If only! Sadly I doubt it would have been affordable, it was the advent of the affordable semi-pro video camera that enabled niche fetish productions as moving images in the first place. I used to chat on-line to Rob Blaine back in the 90s, I remember when he first made the switch to a computer-based editing system, which was a very major investment at the time, and after he'd edited his first full-length video on it commenting that he was putting off deleting the digitised footage, but would have to do so to clear space to edit the next one. About the same time a 500MB hard disk would cost $$$$, and all digitized video had to be stored in full raw form - no compression, MP4 was yet to be invented - so the raw masters took up gigabytes == thousands of dollars worth of disk space. He shot on Hi8 cameras, professional ones, which I gather were in the order of $10k each. What would the equivalent 16mm film cameras have cost, plus the processing of the footage?
Richard Trouso said:*35mm. Back in the day, union protectionism among film technicians meant that getting involved in any kind of film production in this format and its peripheral services meant you had to hire a full crew - so anything other than a funded professional project priced out anyone but the most eccentric millionaire.
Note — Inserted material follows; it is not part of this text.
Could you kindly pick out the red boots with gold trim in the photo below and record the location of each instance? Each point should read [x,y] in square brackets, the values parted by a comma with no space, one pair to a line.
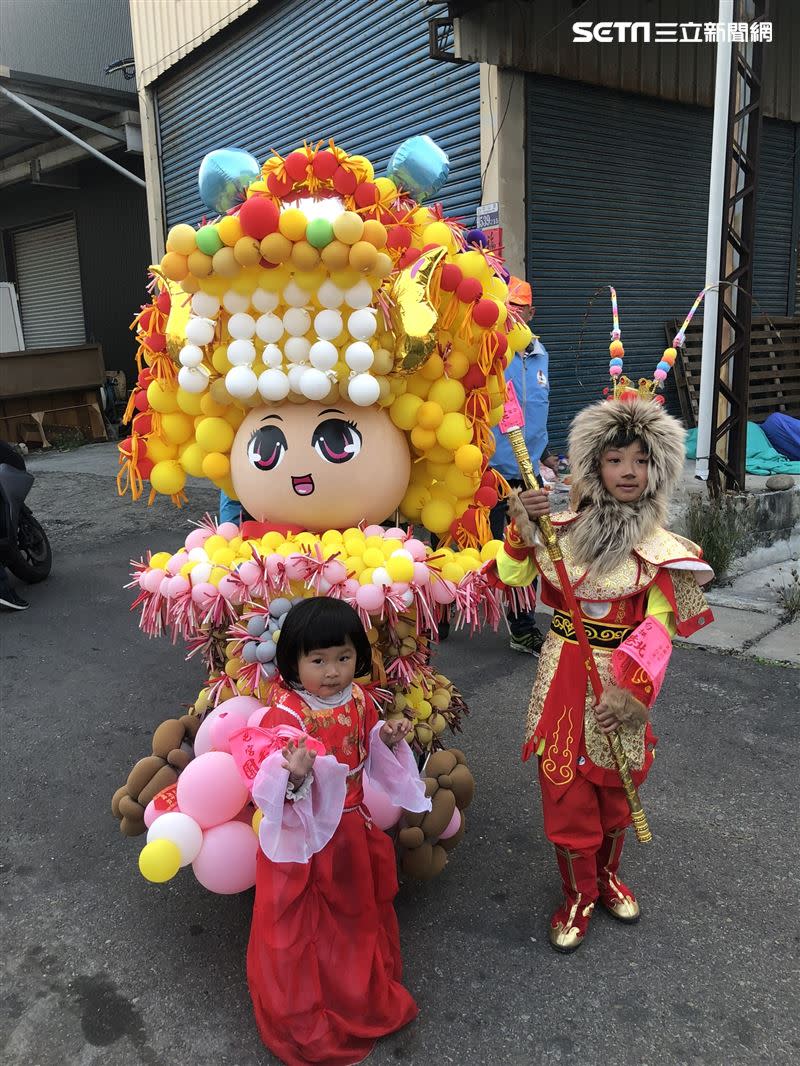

16mm film shooting was too expensive to use in small budget project. So it's no wonder that any wam producers have not used it.
Has anybody ever shot wam scenes on 8mm film (not 8mm video) for sale or private use?
First Japanese messy video was shot on video camera in 1990s. To my knowledge, there is no wam sales videos shot on 8mm film in Japan (of course nobody used 16mm/35mm as well). Perhaps there may have been private films, but I have not found or seen them yet.
messyhot said: ... and I can feel the difference while playing between actual hardware and emulation, so I won't get the 1up machines that show up in Walmarts now...
I was the "cinematographer" for 8 and 16mm student productions in school about 40 years ago. I even had a vintage clockwork Bell and Howell for a while so I'm very into the "romance" of working with it but there's just no reason at all any more. The cost is prohibitive and gone are the days when the local lab could get b/w or Ektachrome back to you with relative speed. Messyhot has a great analogy going there but aside from old farts like us there's nobody who would get it. It's almost like using calligraphy to hand-write a Bible now.
Has anybody ever shot wam scenes on 8mm film (not 8mm video) for sale or private use?
Perhaps there may have been private films, but I have not found or seen them yet.
Interesting. I'll bet someone, somewhere did, maybe on standard or Super 8; amateur stuff back in the '60s and '70s. Unless they invested in sets of dupes to sell as 'package movies' (the quality of which would be further degraded by doing so). And to sell to whom? They were the only person in the world with that fetish () there's no reason why it would ever see the light of day.
I still shoot 16mm on occasion and always wanted to shoot a retro wam film with someone just to try to get it to look "real". The northeast US isn't exactly the WAM capital of the world, though, so finding a retro fashioned model isn't exactly easy.